03—Cecilia Dougherty; HYBRID / Fridays (2:00 PM - 4:50 PM)
04—Mateo Sancho Caridel; IN PERSON / Fridays (9:30 AM - 12:20 PM)
This course introduces students to the fundamental techniques of screenwriting. Topics covered include formatting, setting, location, narrative structure, conflict, character development and dialogue. In the first half of the course, students write their own short scenes. In the second half, they develop and expand those scenes into a script for a 10-15 minute short film.
HMS-325C: Reporting the City Gen Ed Post-Core Elective
01—Ellen Berkovitch; IN PERSON / Wedensdays (2:00 PM – 4:50 PM)
What makes for a just city, and how can journalism help us understand the relationship between social problems and social action? In this protracted pandemic period (and the 11/21 election of a new NYC mayor), ongoing challenges to housing, public education, policing, culture, the arts and creative economies, all are constellating. The premise of the class is to use this time in NYC history to help us understand these challenges and answer these questions.
We will begin the class with processes of mapping and close observation and description of issues.
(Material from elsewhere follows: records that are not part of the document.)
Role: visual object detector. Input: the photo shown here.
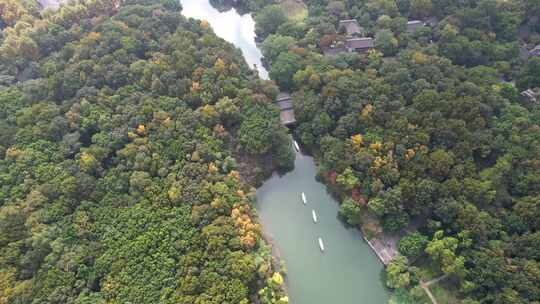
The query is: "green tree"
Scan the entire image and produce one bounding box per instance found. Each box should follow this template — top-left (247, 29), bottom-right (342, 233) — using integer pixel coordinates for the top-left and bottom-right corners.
top-left (375, 30), bottom-right (398, 56)
top-left (386, 255), bottom-right (411, 289)
top-left (339, 198), bottom-right (362, 226)
top-left (398, 232), bottom-right (429, 257)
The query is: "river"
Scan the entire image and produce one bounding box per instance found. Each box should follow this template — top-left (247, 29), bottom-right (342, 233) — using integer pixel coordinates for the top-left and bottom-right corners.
top-left (43, 0), bottom-right (389, 304)
top-left (180, 0), bottom-right (268, 79)
top-left (180, 0), bottom-right (388, 304)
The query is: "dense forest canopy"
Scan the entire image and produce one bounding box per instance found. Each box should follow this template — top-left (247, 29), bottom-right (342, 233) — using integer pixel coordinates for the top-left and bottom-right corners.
top-left (0, 0), bottom-right (540, 304)
top-left (230, 0), bottom-right (540, 304)
top-left (0, 0), bottom-right (293, 304)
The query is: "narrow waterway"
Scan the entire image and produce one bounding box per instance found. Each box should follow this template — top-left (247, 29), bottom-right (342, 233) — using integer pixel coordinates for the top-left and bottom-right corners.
top-left (180, 0), bottom-right (388, 304)
top-left (180, 0), bottom-right (268, 79)
top-left (257, 153), bottom-right (388, 304)
top-left (40, 0), bottom-right (388, 304)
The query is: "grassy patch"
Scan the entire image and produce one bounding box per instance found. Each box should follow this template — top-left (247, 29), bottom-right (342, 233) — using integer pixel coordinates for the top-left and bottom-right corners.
top-left (429, 280), bottom-right (461, 304)
top-left (280, 0), bottom-right (308, 21)
top-left (414, 256), bottom-right (443, 282)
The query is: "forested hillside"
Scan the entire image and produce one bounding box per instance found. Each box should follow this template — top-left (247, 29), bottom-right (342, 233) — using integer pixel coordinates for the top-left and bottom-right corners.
top-left (0, 0), bottom-right (293, 304)
top-left (233, 0), bottom-right (540, 304)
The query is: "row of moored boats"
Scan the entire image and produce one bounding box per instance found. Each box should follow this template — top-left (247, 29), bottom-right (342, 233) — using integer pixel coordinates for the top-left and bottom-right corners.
top-left (293, 140), bottom-right (324, 251)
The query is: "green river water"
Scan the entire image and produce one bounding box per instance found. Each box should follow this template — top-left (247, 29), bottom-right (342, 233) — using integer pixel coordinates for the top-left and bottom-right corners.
top-left (257, 153), bottom-right (388, 304)
top-left (41, 0), bottom-right (388, 304)
top-left (180, 0), bottom-right (388, 304)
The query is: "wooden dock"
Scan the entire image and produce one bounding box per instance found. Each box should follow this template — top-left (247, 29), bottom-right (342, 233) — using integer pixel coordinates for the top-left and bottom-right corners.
top-left (362, 235), bottom-right (397, 266)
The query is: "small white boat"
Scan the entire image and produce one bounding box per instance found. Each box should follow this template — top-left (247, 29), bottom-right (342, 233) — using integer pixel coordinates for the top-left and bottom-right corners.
top-left (319, 238), bottom-right (324, 251)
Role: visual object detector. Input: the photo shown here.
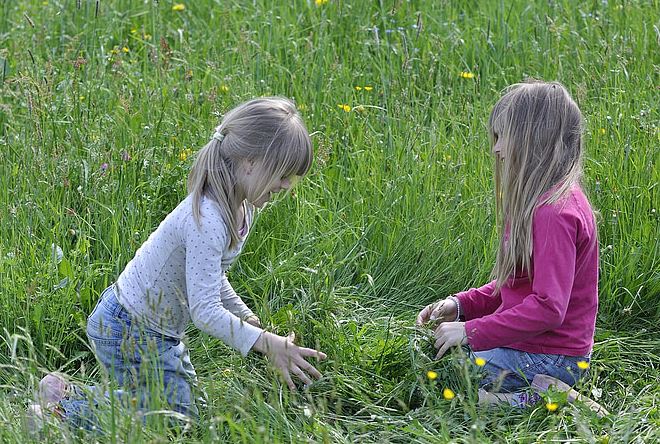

We will move through group activities that include systems analysis, storytelling structures, and identifying areas for reporting that are ambitious yet pragmatic. We will use the Pratt podcast studio to experiment with interviews and develop a podcast concept. These activities will build to a concentration on reporting “beats” that will develop into students’ projects for the final third of the semester. Within their beats, students will be expected to attend to elements of NYC history first, then to find new information from which to frame pressing questions. We hope to hold at least one community conversation in the vein of collaborative journalism that could shape future reporting scopes for this class.
HMS-331S: The Digital Body Gen Ed Post-Core Elective
01—Shayla Lawz; HYBRID / Thursdays (2:00 PM - 4:50 PM)
“I saw a phone the other day and she looked just like you.” When we say “digital body” we can imagine a number of permutations, shapes, and openings. As the extended mind thesis says, our devices are—to the degree that they hold some of our most important memories—extensions of ourselves. Accepting this, one might ask, what does that make ME? What does this say for my living body? And ultimately, if our devices are extensions of ourselves, are we extensions of our devices? Are we kindred to the telephone, the radio, the television?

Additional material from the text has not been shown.